Sánchez solo busca, con mentiras y vana palabrería, cambiar en lo posible la tendencia de las últimas encuestas que le auguran un futuro lleno de debacles electorales incluida la suya propia, pero no solo llega tarde sino que en lugar de cambiar el rumbo se empeña en radicalizar cada vez más su posición de izquierda populista sin sacar consecuencias ni aprender nada de lo ocurrido en CyL o en Madrid y Andalucía. Sostenella y no enmendalla.

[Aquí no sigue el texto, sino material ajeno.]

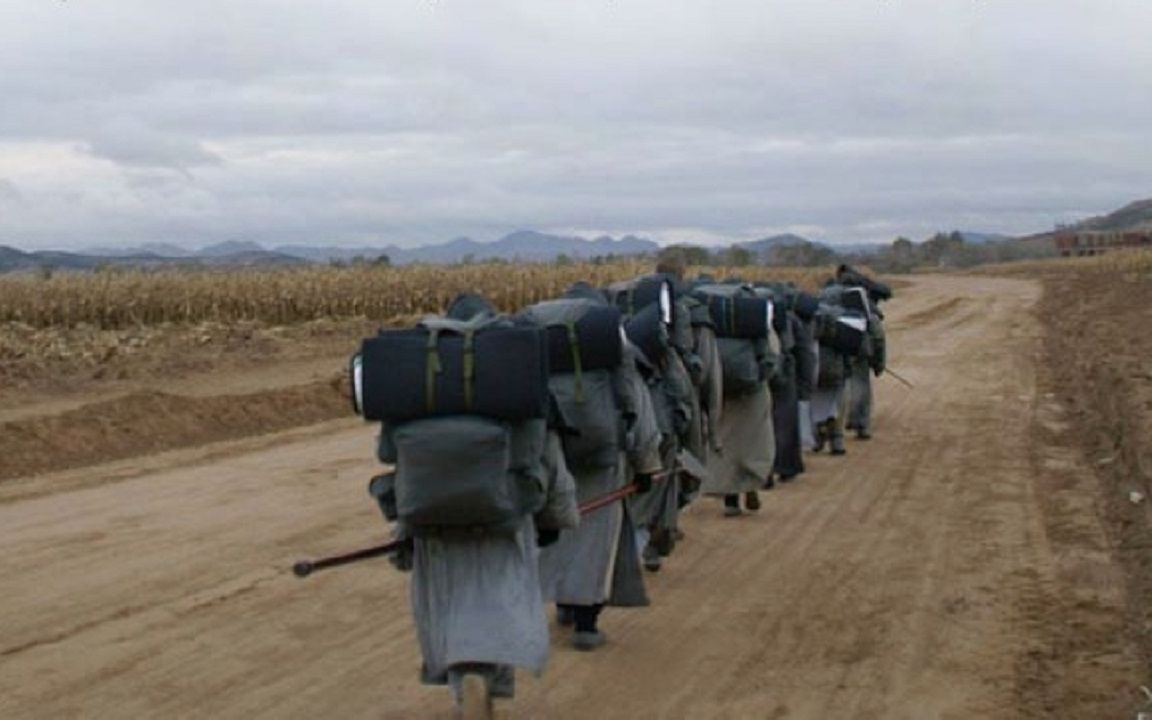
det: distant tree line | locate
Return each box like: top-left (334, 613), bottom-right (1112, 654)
top-left (866, 230), bottom-right (1055, 273)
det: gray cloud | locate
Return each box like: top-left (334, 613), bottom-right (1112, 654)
top-left (88, 119), bottom-right (221, 174)
top-left (0, 0), bottom-right (1152, 245)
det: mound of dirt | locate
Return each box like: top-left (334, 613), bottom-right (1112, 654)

La credibilidad de Sánchez está por los suelos y eso es algo que no tiene arreglo. Su lista de desvergüenzas y escándalos es infinita, desde aquella lejana de poner una urna escondida en una votación en el seno de su partido, el nepotismo de colocar a su esposa en puestos bien remunerados o plagiar un doctorado, y tantas otras canalladas hasta acabar cambiando la política de estado con respecto al antiguo Sahara español por sus santos cataplines, alabar la criminal actitud de Marruecos en la valla de Melilla (¿qué fue de aquel Sánchez del Aquarius?), hacer de su capa un sayo tratando de nombrar, cuando le conviene, a unos jueces del TC contraviniendo la norma que ellos mismos habían redactado, aliarse con Podemos, ERC o Bildu, hacerse con el INE  e INDRA y la más reciente infamia de aceptar ampliar el periodo de la ya de por sí inicua “ley de memoria democrática” hasta diciembre de 1983, la última cesión ante el independentismo borroko, enajenación que, iba siendo hora, ha provocado la queja de numerosos líderes ya retirados del mismo partido.

Sánchez trata, torpemente, de minimizar en lo posible una derrota que cree segura pero insiste el en error de no disminuir el gaso y subir los impuestos, lo que no es sino aumento de inflación asegurado. Los españoles, cada vez más pobres y conscientes de quien es el personaje, no le vamos a perdonar ni más mentiras, ni la subida de los precios, ni sus obscenos amoríos con los sucesores políticos de los asesinos de ETA. Solo queda saber si salva los muebles o si el apocalipsis es irreversible.